There was no denying the electrical charge between us and he looked away, his mouth tightening, alarm skittering in his eyes.

It was as if I’d suddenly scalded him.

After that, he ran a pace ahead of me, as if he felt it would be rude to sprint off but he no longer wanted to run with me. I didn’t blame him. Another fall like that and I could take him out.

Gradually, he stretched out ahead of me and there was no way I could keep up with him. He passed me with a jolly wave on his downward leg as I was panting up the final hill before the turn around to come back on ourselves.

When I finished the course and picked up my sweatshirt and keys from the tarpaulin near the finish funnel, I saw him up ahead leaving the course without a backward glance. With a sigh, I said goodbye to a couple of people and walked back across the bridge over the dual carriageway, stopping in the middle to watch the cars whizz past under the bridge. They were like me and the man called Sam. Cars that passed each other, both headed in completely opposite directions. It had been nice bumping into him again – a bit too nice. Like when you spot a fabulous dress and you hunger for it but don’t buy it because you either really don’t need it or can’t afford it, so you’re good … although you can’t stop thinking about it. And yet you know that if you went back, it wouldn’t be as nice as you remembered; it’s not the dress for you. Well, unfortunately Sam was not that dress. He was still every bit as gorgeous as I’d remembered. And still as unavailable.

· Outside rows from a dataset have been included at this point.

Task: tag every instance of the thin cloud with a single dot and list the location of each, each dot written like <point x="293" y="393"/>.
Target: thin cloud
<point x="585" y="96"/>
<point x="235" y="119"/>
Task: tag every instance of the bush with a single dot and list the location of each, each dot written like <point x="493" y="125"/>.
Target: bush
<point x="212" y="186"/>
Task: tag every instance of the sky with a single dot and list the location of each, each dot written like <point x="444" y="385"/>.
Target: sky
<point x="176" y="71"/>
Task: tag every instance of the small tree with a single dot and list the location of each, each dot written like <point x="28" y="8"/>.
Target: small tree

Later that day he invited me to be friends with him on Facebook.

 

 

‘Well, I binned him after that. Seriously? The man wanted me to wax his back after the second date. He’d even brought along a pack of wax strips!’ My cousin Shelley’s shrill indignation rang out in a quiet moment in the courtyard of the King’s Arms where we and my friend Bel, short for Annabel, were all nursing rather delicious gin and tonics on a school night, which felt horribly decadent.